As many parents and teachers might have experienced, many kids have trouble learning to read. The comforting news is that advances in neuroscience have, in parallel, led to advances in the teaching of reading. Dr. Stanislas Dehaene, a French cognitive neuroscientist and author whose research focuses, in particular, on numerical cognition and the neural basis of reading, has some very interesting information on the subject.

According to Professor Dehaene, reading is a visual system that gives access and meaning to an existing knowledge of spoken language. Fluent readers understand sentences effortlessly by relating the alphabetic code of the text to the meanings and sounds of the spoken words they already know. Reading works the same way with all languages, and it's a process that takes place in the same areas in the left hemisphere of the human brain.

But what is really working, and what needs to be improved based on neuroscience? Prof. Dehaene has some great insights about it. First, explicit phonics instruction for decoding, and spelling for encoding words, is efficient with beginners. Meanwhile, "discovery learning" - which is the dominant practice in many American schools today (established by decades of using "whole language" and "balanced reading" methods) - does not work.

"Whole language or even balanced literacy confuses the attention of the child," Prof. Dehaene said. Cueing practices such as remembering word shapes, or guessing by looking at images and context, prevent kids from focusing on mapping sounds to letters. The beginner reader's brain is like a "supercomputer" that needs structured inputs and explicit instruction in phonics and spelling.

For children, translating graphemes into phonemes is a difficult task that must be explicitly taught. Unfortunately, this fundamental requirement has been abandoned for many years in lots of schools in favor of the now-debunked "discovery learning," "whole language," and "balanced literacy" theories.

Dr. Dehaene lists three main factors that can result in a successful reading instruction:

  1. Teaching kids phonics and spelling (grapheme-phoneme relations)

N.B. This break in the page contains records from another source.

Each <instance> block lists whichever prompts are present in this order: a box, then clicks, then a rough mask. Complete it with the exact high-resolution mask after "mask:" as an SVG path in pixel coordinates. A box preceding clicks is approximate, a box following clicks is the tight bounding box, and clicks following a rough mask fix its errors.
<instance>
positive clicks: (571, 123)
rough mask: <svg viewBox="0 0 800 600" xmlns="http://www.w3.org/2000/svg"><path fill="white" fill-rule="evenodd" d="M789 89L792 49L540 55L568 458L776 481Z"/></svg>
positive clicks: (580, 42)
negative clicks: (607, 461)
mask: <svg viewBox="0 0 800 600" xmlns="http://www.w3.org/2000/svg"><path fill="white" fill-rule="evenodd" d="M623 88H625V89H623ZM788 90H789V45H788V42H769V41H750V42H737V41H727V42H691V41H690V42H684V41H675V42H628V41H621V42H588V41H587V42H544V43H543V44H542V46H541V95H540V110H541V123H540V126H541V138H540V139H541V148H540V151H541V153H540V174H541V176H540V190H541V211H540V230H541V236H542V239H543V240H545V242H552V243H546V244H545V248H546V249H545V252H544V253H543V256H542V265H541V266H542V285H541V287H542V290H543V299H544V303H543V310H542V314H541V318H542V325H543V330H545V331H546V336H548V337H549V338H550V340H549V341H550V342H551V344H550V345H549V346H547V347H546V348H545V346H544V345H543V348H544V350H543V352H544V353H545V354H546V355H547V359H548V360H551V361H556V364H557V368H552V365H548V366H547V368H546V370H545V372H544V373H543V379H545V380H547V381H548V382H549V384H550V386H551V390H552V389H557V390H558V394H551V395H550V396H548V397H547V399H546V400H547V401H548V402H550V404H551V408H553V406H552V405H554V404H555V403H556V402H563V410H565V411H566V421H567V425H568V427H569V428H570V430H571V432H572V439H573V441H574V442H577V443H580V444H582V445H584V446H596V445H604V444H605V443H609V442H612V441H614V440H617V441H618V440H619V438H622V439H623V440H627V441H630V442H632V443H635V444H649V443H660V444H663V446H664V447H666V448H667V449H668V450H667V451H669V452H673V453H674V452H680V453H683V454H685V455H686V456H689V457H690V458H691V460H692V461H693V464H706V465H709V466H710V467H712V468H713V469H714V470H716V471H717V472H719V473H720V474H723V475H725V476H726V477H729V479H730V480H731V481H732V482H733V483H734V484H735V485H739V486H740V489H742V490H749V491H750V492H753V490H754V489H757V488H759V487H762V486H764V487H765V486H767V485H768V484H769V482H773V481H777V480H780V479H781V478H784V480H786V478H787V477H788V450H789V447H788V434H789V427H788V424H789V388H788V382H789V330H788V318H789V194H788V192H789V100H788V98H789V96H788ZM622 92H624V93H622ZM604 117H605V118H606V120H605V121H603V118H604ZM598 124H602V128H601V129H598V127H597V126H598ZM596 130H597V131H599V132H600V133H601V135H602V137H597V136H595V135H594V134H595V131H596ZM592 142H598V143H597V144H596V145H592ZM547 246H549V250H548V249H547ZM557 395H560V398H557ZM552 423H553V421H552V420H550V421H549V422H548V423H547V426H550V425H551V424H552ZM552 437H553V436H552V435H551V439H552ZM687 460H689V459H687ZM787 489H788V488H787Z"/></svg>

  2. Expanding kids' spoken vocabulary

  3. Motivating kids to "read, read, read!"

In his book Reading In the Brain, Prof. Dehaene writes that whole language "does not fit with the architecture of our visual brain." In summary, he explains that whole language and even balanced literacy confuses the attention of the child, that three-cueing should not be used, that children should not guess from context or word shapes, and that guessing has no role in learning to read because it's all in the letter string (aka the spelling).